For everyone else, the rule’s effect on returns will likely be more modest. The rule reduces the chances that anyone will advise you to do a rollover. Keeping money in a 401(k) instead of rolling it into an IRA can boost your returns slightly because 401(k) mutual funds typically charge lower fees than funds available in an IRA. If you work with a full-service broker or adviser who currently charges commissions, it’s possible that the fee structure on your account or the mix of investments in your IRA could change. Whether that hurts or helps your returns will depend on your individual situation. If you already work with an adviser who charges fees instead of commissions and who recommends low-cost products, the rule likely won’t affect your returns at all.
7. So does my adviser have to recommend the lowest-cost products now? Not necessarily. The rule effectively establishes a loophole for firms that sell only proprietary products—investments that are managed in-house or by affiliated entities (for example, Wells Fargo funds are proprietary to Wells Fargo Advisors). Under the rule, brokers and others who sell only proprietary products aren’t required to recommend or even mention competitors’ products, even if they carry lower fees.
But the rule could save investors money by reducing the use of mutual funds that levy charges known as 12b-1 fees on top of management fees and other costs of doing business. These fees, which run as high as 1% of assets annually, are used to compensate brokerage firms and advisers. Consumer advocates have long decried 12b-1 fees because, they say, the charges are difficult to understand.
In any case, financial professionals won’t be required to recommend the lowest-cost options. “There’s no obligation for fiduciaries to automatically recommend the lowest-cost products, but if they’re recommending pricier products they have to have legitimate reasons for doing so,” says Andrew Stoltmann, a Chicago lawyer who represents investors in arbitration disputes with their brokers. Legitimate reasons might include, for example, recommending a fund that provides exposure to emerging markets or another asset class that offers extra diversification but typically charges above-average fees. We don’t think the new rule will bar brokers from recommending actively managed funds with reasonable fees, even if those charges are well above those of comparable index funds.
8. When does the rule take effect? Its main provisions, including imposing a fiduciary status on advice providers, take effect on April 10, 2017. The extra requirements for financial professionals who accept commissions don’t fully kick in until January 1, 2018.
What’s Not Covered
Taxable accounts. The new rule covers only advice pertaining to retirement accounts.
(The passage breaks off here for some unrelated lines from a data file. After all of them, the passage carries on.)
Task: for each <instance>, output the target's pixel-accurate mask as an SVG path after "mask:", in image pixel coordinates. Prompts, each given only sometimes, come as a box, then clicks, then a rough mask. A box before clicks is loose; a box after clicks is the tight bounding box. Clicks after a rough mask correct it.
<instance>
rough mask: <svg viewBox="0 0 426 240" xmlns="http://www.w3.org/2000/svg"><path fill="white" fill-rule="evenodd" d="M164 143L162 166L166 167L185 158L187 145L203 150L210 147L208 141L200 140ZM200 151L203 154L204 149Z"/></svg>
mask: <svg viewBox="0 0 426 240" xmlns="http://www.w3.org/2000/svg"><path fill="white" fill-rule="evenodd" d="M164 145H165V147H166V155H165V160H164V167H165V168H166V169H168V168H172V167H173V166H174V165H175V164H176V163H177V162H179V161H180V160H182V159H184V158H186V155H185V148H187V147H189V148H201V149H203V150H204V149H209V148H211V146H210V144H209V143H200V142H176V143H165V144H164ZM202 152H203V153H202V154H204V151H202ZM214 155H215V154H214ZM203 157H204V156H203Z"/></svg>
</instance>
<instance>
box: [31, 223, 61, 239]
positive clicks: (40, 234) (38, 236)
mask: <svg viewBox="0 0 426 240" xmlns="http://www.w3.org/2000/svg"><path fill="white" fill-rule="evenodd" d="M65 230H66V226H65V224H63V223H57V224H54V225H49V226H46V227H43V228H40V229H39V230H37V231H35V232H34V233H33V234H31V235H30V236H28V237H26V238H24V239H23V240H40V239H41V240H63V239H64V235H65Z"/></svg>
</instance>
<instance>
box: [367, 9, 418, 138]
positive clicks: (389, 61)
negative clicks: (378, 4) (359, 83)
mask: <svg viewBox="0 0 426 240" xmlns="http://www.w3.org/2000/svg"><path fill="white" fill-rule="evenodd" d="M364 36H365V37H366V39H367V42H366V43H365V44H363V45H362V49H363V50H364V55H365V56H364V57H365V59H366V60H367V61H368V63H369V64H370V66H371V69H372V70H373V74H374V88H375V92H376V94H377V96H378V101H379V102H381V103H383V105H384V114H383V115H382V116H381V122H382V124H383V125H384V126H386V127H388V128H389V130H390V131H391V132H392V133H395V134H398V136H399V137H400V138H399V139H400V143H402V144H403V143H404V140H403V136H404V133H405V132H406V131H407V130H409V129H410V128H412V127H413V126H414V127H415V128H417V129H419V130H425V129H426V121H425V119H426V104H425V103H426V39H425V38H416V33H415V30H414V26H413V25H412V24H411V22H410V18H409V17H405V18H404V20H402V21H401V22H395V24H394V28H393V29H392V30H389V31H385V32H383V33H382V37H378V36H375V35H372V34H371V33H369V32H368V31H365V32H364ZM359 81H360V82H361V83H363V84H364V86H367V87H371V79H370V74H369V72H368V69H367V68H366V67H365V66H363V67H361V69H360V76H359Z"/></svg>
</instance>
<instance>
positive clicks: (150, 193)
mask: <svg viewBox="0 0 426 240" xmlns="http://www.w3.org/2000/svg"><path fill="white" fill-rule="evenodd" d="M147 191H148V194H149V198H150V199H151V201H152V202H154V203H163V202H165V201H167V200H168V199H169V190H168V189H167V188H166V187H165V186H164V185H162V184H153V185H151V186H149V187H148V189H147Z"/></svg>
Educational materials. Furnishing objective information on certain topics, as long as an adviser or broker isn’t making an investment recommendation, doesn’t trigger a fiduciary relationship. Such communications could include information on hypothetical asset allocations and worksheets to estimate your retirement-savings needs.
Advice that predates the rule.Advice provided before April 10, 2017, isn’t covered by the new rule, and your adviser or broker can continue to receive compensation after that date for recommendations made before that date. However, any advice given after that date regarding your old investments would be held to the new rule’s standards.
A “hire me” recommendation.Professionals can urge you to invest your retirement accounts with them or with their firms even if doing so is not actually in your best interest.